ATV -> DAC -> Amplifier -> Speakers

and only way to avoid to much loss with atv is to use hdmi. Otherwise I have to check if a mac mini would be a solution to stream music from apple music but I'm not sure if it's as convenient as ATV

But if there's no raspberry board/extension which is doing that I could search for a some hdmi to ?? converter, but I'm a bit worried about quality with such converters...
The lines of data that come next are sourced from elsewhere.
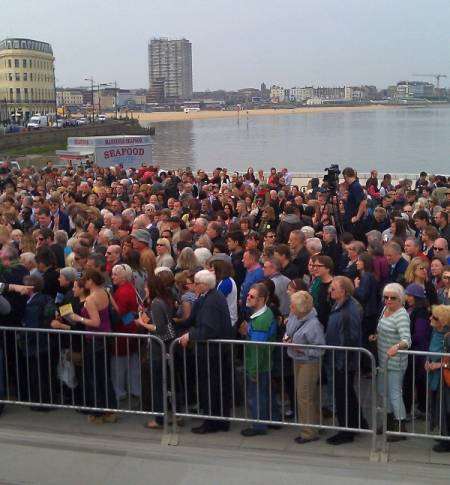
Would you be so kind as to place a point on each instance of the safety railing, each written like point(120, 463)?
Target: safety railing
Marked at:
point(262, 384)
point(416, 399)
point(97, 373)
point(327, 387)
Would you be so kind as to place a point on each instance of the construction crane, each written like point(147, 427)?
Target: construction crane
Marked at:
point(437, 77)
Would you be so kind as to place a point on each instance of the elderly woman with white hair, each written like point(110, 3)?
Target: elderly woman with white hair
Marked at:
point(393, 334)
point(303, 327)
point(163, 251)
point(125, 373)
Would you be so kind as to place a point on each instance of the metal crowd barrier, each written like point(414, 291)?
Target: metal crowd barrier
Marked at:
point(211, 380)
point(220, 381)
point(96, 373)
point(426, 399)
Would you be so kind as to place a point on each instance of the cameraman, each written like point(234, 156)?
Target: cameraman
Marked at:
point(355, 205)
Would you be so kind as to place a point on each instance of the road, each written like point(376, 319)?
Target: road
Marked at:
point(30, 459)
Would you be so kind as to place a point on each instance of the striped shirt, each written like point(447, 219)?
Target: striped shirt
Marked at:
point(391, 330)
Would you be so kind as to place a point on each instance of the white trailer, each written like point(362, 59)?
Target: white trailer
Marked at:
point(108, 151)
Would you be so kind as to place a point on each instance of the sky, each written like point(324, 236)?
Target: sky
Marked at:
point(241, 43)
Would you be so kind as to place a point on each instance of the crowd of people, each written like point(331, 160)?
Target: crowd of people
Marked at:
point(200, 256)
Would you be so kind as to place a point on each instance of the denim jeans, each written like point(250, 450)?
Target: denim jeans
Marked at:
point(258, 393)
point(2, 376)
point(395, 402)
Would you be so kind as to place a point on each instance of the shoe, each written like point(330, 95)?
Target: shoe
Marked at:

Anyway, thanks for the clarification.
Apple TV is not an audio streamer. There may be tech that converts regular HDMI to an audio signal capable of being sent to a DAC. I’m not sure it is audiophile. I’ll let others weigh in here. Do a search on Google for hdmi to i2S.
 
I wonder how do you guys connect the grounds to PE in your diy streamers. The RPI and Ian Canada or other Hat's mostly has separate linear PSU's on this forum. The grounds from RPI and the Hat's are separate/isolated. And also the PSU's are. But do you connect these PSU grounds(after the regulators) on PE/Chassis Earth?
If so,
-do you connect both PSU's (Dirty and Clean) on this PE/Chassis (and thus connect the dirty and clean ground)?
-Or just one (RPI Psu or Hat PSU).
-Or both with a ground lift('s)?
-Or none (floating)

What's best? Looks very important to me. The wrong wiring can mess up al your effort to a good streamer.
The power supplies are 5v DC and have no earth ground in the AC plug (no 3rd prong on them). So the physical box ground has nowhere to go. I thought DC circuits didn’t have a physical ground. Just a ‘circuit ground’ for the juice to flow.
 
The power supplies are 5v DC and have no earth ground in the AC plug (no 3rd prong on them). So the physical box ground has nowhere to go. I thought DC circuits didn’t have a physical ground. Just a ‘circuit ground’ for the juice to flow.
But these 5v dc powers have a PE/chassis connection. These are/can be connected to your minus output/circuit ground dc. So, then there is the connection of both 5v grounds. They "connect" somewhere in your chain depending on how the psu's are set-up.